What are the significant issues facing dairy farmers in India?
Unfortunately, cattle rearing is declining in many areas that are key to milk production for a range of reasons. Mainly, the high cost of production, shortages in labour, and shrinking land. While the world’s population increases, and more and more people need to be fed, the planet can’t increase its arable landmass. Farmers will have to become savvier with sustainable agricultural practices and solutions.
Also, a significant dependence on cattle feed materials has increased the cost of many concentrate feeds. Straw normally used to feed lactating camels, and other cattle have become more scarce. Areas customarily used to grow hay have been turned over to rice cultivation to meet higher food demands for the human population. Superior Napier grass can solve some of these issues and make farming more sustainable. Green fodder grasses like natural Napier grass and hybrid Napier grasses can help farmers become more profitable while protecting the environment.
What is Napier grass?
Napier grass is a tall, leafy grass that looks similar to bamboo. It grows in abundant clumps and is native to the African continent, but it can grow well in subtropical climates too. Natural Napier grass can produce high yields and are relatively hardy plants. But they have a coarse texture that cattle don’t always find palatable. In natural Napier grasses, the leaf blades and sheaths are hairy, with serrated leaves and dry, fibrous stems.
But agricultural scientists and farmers alike could not ignore the sustainability potential of Napier grasses. In 1953, Indian scientists created a hybrid form of Napier grass between the natural plant species and the Bajra plant. The Bajra plant is a more succulent plant that cattle prefer to graze on, while the Napier grass plants give higher yield potential. The super Napier CO (BN) 5 species and other Napier grass hybrid plants are drought-resistant, fast-growing, high yield, and also palatable to cattle.
Hybrid Napier grasses are perennial grass plants. They can be retained on a field for up to three years. While natural Napier grasses produce a lot of leaves, hybrid Napiers are far superior with leaf production. The leaves are not only more abundant on the hybrid plant, but they are also larger, less hairy, and not sharp or coarse. Hybrid Napier is also faster growing. Its parentage is Interspecific hybrid between Fodder Cumbu IP 20594 (Pennisetum glaucum) and Napier grass FD 437 (P. purpureum Schumach)
How is superior Hybrid Napier grass planted and cultivated?
Napier grass will grow all year in tropical climates, where the ideal temperature is 31 degrees celsius. Appropriately watered, the plant will give an abundant yield, and total water requirements are between 800 and 1000 mm.
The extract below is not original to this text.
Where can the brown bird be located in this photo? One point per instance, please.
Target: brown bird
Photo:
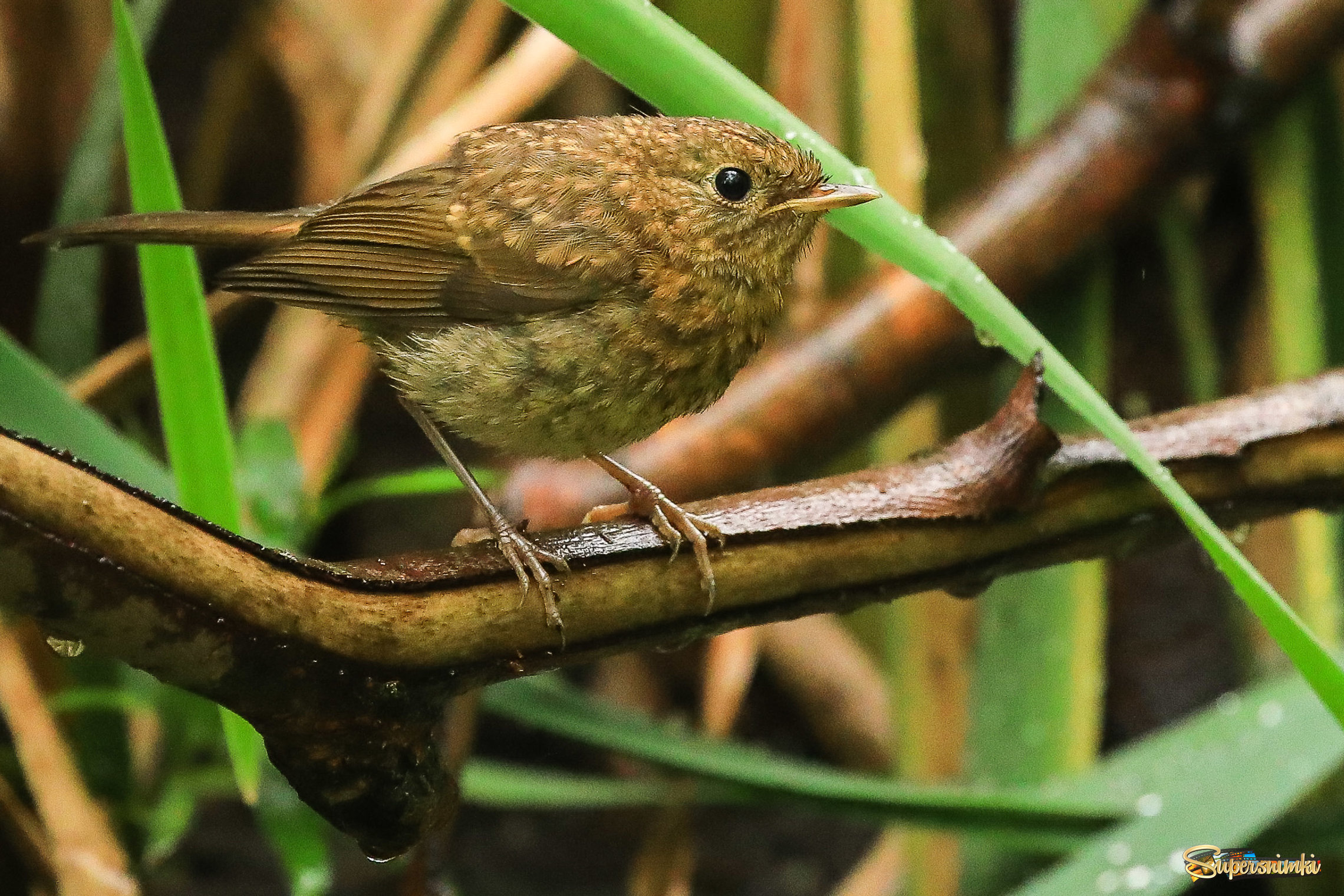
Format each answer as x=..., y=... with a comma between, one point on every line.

Light loamy and sandy soil are preferred to more substantial soil types, but the plant can grow in a range of soil textures. The soil must be wet at the root zone, but not stagnated for the plant to grow well. Napier grasses do not like water-logged or flood-prone fields. pH levels should range between 5 and 8 for superior Napier growth.
Napier grass also requires a compact seedbed free of weeds, debris, and clods. Before preparing a ridge, a base application of manure should be made. Irrigation for Napier grass is easiest when ridges are made across a slope with spaces of 60 cm across and 25 cm high. About 16,000 cuttings are planted per acre.
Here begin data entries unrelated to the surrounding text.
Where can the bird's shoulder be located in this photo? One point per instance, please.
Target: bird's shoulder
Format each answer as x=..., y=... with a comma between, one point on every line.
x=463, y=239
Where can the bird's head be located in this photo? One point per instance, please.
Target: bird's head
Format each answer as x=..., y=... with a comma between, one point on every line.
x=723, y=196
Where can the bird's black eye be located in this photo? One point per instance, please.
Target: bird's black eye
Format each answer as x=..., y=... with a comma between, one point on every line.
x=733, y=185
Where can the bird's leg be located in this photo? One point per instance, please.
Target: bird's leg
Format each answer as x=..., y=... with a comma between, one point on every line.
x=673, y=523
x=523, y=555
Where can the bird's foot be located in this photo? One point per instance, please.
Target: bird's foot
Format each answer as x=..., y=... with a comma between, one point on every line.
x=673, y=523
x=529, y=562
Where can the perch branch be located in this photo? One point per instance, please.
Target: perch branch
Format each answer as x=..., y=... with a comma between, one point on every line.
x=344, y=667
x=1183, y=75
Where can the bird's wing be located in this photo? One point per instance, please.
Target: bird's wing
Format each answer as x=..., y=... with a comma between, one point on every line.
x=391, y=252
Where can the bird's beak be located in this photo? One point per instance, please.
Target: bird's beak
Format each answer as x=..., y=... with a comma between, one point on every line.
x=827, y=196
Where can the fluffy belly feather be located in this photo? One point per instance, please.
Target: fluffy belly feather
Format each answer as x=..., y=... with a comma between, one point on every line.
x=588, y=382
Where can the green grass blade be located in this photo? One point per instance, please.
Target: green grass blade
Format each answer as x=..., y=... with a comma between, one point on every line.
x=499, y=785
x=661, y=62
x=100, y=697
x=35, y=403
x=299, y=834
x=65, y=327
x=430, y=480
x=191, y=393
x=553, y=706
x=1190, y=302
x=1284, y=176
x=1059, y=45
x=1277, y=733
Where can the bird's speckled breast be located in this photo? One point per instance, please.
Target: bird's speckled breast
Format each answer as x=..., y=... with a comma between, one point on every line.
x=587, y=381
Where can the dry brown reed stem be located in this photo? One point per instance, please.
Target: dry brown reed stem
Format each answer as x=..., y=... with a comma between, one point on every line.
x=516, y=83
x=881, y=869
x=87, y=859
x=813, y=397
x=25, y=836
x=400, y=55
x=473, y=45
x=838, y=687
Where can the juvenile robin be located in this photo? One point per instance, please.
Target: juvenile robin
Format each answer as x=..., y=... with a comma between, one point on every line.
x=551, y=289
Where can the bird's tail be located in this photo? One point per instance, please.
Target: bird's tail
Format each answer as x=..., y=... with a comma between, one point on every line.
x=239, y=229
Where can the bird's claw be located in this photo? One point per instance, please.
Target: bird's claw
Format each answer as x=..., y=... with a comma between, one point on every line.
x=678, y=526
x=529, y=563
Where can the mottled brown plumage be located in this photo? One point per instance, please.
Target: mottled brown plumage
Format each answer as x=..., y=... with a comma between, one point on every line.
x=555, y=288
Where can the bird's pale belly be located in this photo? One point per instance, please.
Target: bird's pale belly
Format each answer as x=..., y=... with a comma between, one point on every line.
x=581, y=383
Napier grasses are a sterile hybrid. When searching for superior Napier grass for sale, farmers will find slips or stem cuttings to plant – not seeds. The best Napier grass cuttings are those with two nodes in the middle portion of stems that are between three to four months old. Cuttings should be placed at a slant near the side of the ridge, with one of the two nodes planted below the soil.
Superior Napier grasses are ideal for increasing cattle feed and milk production. These hardy Napier grasses can not only protect farmers’ income and cattle health, but they can also help sustain the environment for generations to come.